The Romeros no longer are a family that stays together let alone steals together. On February 12, John S. Romero, former president of United Industrial and Service Workers of America (UISWA), was convicted by a jury in Los Angeles federal court of 14 felony charges related to the theft of nearly $800,000 from the health care plan of the Colton (San Bernardino County), Calif.-based union. His wife, son and daughter already have testified for the prosecution after pleading guilty to various charges. The four were arrested and indicted five years ago following an investigation by the Labor Department’s Office of Labor-Management Standards, Office of Inspector General and Employee Benefits Security Administration. Sentencing for the elder John Romero is set for April 27. He faces up to 130 years in prison.

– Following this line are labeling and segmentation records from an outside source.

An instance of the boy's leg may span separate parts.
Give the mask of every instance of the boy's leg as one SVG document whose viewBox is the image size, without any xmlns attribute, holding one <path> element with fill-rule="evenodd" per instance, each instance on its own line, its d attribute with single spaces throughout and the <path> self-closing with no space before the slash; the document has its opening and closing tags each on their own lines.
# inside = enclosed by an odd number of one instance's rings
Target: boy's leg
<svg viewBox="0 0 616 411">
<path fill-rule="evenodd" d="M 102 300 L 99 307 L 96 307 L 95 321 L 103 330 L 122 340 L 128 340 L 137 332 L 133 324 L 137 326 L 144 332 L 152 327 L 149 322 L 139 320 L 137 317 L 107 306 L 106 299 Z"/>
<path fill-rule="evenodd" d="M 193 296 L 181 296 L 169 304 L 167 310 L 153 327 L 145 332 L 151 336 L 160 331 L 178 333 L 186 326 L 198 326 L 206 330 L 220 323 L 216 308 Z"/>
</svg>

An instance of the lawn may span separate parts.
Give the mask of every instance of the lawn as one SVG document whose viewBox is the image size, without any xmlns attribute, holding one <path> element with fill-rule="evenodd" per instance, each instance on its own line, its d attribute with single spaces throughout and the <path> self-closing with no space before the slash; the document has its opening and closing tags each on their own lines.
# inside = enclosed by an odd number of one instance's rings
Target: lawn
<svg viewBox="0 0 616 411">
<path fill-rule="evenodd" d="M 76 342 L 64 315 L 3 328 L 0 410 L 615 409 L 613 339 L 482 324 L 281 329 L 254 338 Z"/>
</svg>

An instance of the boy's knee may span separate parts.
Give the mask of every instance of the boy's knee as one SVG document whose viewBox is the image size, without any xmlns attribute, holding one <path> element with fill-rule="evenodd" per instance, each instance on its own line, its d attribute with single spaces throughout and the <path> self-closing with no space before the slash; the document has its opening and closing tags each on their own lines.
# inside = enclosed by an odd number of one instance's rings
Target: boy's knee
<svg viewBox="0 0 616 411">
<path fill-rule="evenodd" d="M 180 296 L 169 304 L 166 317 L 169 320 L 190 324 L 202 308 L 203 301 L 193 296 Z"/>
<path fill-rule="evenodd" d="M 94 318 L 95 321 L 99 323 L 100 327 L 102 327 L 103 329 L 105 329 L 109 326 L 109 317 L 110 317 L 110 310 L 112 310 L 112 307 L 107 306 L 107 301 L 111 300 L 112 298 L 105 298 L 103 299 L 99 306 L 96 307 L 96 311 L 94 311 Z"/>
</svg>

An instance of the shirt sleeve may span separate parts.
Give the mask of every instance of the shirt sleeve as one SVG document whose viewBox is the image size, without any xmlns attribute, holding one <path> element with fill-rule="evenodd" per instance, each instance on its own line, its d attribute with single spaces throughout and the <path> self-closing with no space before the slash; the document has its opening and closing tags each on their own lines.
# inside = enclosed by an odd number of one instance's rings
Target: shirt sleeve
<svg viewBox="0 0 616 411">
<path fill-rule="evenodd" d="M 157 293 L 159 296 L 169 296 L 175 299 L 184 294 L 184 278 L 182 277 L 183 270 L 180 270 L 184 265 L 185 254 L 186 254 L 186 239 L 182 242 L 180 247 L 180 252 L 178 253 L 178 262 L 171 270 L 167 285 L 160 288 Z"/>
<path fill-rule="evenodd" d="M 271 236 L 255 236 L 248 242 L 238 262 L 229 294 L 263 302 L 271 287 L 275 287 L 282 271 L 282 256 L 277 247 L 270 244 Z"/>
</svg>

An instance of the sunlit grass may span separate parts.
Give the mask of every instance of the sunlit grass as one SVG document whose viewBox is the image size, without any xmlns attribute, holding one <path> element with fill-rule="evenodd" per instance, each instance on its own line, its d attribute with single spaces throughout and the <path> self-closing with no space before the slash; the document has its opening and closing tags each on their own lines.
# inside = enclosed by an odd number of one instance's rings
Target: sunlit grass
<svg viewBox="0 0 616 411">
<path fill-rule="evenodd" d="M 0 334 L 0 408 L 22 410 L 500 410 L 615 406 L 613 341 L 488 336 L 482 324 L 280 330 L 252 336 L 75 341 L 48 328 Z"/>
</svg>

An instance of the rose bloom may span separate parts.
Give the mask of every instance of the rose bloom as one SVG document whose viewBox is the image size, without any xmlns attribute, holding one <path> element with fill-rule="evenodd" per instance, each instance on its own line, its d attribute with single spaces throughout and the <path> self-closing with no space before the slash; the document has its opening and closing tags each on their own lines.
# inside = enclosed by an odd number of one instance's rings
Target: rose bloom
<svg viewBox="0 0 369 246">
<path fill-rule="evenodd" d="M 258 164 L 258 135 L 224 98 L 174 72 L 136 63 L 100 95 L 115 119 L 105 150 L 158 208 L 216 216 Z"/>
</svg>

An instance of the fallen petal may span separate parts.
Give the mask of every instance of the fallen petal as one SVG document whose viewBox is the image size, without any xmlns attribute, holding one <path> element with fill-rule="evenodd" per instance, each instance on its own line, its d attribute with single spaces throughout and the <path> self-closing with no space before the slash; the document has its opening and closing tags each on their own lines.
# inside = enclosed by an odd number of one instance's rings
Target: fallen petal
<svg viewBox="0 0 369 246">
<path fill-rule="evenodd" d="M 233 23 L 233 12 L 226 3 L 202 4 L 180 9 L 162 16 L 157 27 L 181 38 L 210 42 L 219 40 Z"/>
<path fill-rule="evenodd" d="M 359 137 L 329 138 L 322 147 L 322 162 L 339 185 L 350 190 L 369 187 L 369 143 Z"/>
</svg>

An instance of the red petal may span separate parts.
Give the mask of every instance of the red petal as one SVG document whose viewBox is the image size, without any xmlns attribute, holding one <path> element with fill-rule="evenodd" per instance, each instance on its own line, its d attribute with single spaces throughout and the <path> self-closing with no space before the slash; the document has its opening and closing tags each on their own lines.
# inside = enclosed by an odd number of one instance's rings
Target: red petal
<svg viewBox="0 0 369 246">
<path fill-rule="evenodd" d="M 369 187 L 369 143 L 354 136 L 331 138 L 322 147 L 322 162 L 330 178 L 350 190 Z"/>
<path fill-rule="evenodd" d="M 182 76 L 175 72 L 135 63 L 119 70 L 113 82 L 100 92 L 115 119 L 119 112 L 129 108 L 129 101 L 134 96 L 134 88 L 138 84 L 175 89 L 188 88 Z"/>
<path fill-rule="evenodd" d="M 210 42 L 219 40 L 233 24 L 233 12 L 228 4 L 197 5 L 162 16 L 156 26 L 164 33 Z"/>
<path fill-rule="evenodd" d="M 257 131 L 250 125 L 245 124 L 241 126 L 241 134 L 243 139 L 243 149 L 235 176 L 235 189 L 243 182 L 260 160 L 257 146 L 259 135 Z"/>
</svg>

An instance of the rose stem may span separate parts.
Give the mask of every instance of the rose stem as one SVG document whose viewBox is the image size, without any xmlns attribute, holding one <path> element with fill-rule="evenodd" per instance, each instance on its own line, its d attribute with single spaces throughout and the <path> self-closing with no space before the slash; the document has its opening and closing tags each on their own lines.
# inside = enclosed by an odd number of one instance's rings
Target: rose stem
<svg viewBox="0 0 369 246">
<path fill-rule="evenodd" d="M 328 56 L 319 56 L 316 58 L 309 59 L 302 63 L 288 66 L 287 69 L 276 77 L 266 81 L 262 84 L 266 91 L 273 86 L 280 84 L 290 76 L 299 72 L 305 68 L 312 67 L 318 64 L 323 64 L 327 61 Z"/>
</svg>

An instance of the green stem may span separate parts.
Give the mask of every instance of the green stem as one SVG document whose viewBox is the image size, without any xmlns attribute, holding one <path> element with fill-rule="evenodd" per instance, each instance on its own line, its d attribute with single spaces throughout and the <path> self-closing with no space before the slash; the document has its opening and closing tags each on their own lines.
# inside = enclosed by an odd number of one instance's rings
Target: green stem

National Legal and Policy Center has covered this case before (here and here). John S. Romero, now 73, a resident of Loma Linda, Calif., ran the UISWA, an independent union representing workers in various occupations in Southern California’s Inland Empire region. It was a family business all but in name. He had help from his wife, Evelyn Romero, now 71, who in 2014 succeeded him as president. Their two adult children, John J. and Danae Romero, now 55 and 42, respectively, also were union officials. With little or no accountability, the family had a virtual license to steal. And according to investigators, steal is exactly what they did. In January 2015, a federal grand jury charged them with 40 counts related to the looting of a combined roughly $900,000 from union health care and general funds and then concealing the thefts on annual reports to the U.S. Department of Labor. The four were arrested a week later.
Family dealings during 2008-14 had left a long paper trail. For starters, John Romero Sr. allegedly diverted more than $310,000 in health plan assets (he was a plan trustee as well as a union president) to two properties that he owned through a Nevada-based construction company. Additionally, he used more than $300,000 in health plan funds to enhance family salaries. He also embezzled $40,000 to pay criminal defense lawyers who had represented him in a separate case; embezzled another $110,000 to cover a civil judgment against him and his son; and dipped into health plan assets to pay off a $25,000 loan on his son’s car. And for an encore, he placed more than $100,000 in union receipts and disbursements in a secret bank account from which he made regular payments to his mistress. This latter revelation did not endear him to Mrs. Romero, who is now his ex-wife.
Romero got away with his pilferage for so long in large measure because he appointed “yes” men as health plan trustees with no prior experience. In addition, he misled the plan’s third-party administrators into making improper withdrawals on his behalf. The pattern of financial abuse began to unravel in early 2013, when the Labor Department received an anonymous phone call alleging irregularities in union benefit plans. The DOL proceeded to conduct a full-scale probe which in turn led to the indictments of January 2015. As it turned out, John S. Romero and his son each had pleaded guilty several years earlier to one count of filing false financial statements with respect to a separate labor organization, the Amalgamated Industrial Workers Union.
The daughter, Danae, was the first to break. In March 2017, she pleaded guilty to one count of theft in connection with the disappearance of benefit funds. Her brother and mother would follow with guilty pleas of their own. John Romero Sr. preferred to take his chances with a trial. It wasn’t a smart move. Prosecutors, for one, had lowered their estimate of the alleged thefts from around $900,000 to $800,000 to reduce the possibility of a not guilty verdict. On February 12, after a five-day trial, a federal jury found him guilty on one count of conspiracy to commit theft or embezzlement, 12 counts of theft or embezzlement, and one count of concealing more than $100,000 in financial information on DOL reporting forms.
Securing a conviction of John S. Romero had to overcome a couple of obstacles. First, he tried to get the charges against him thrown out, arguing that being charged simultaneously with conspiracy to embezzle and embezzlement per se constituted double jeopardy. A district court rejected this claim. A panel for the Ninth Circuit Court of Appeals also rejected the claim last August. Second, Romero allegedly had intimidated a number of witnesses who testified against him, something that was not public knowledge until after the verdicts were read. U.S. District Judge Virginia A. Phillips ordered Romero into custody, citing the danger he posed to the public. One might add that he posed a danger to the health of union members.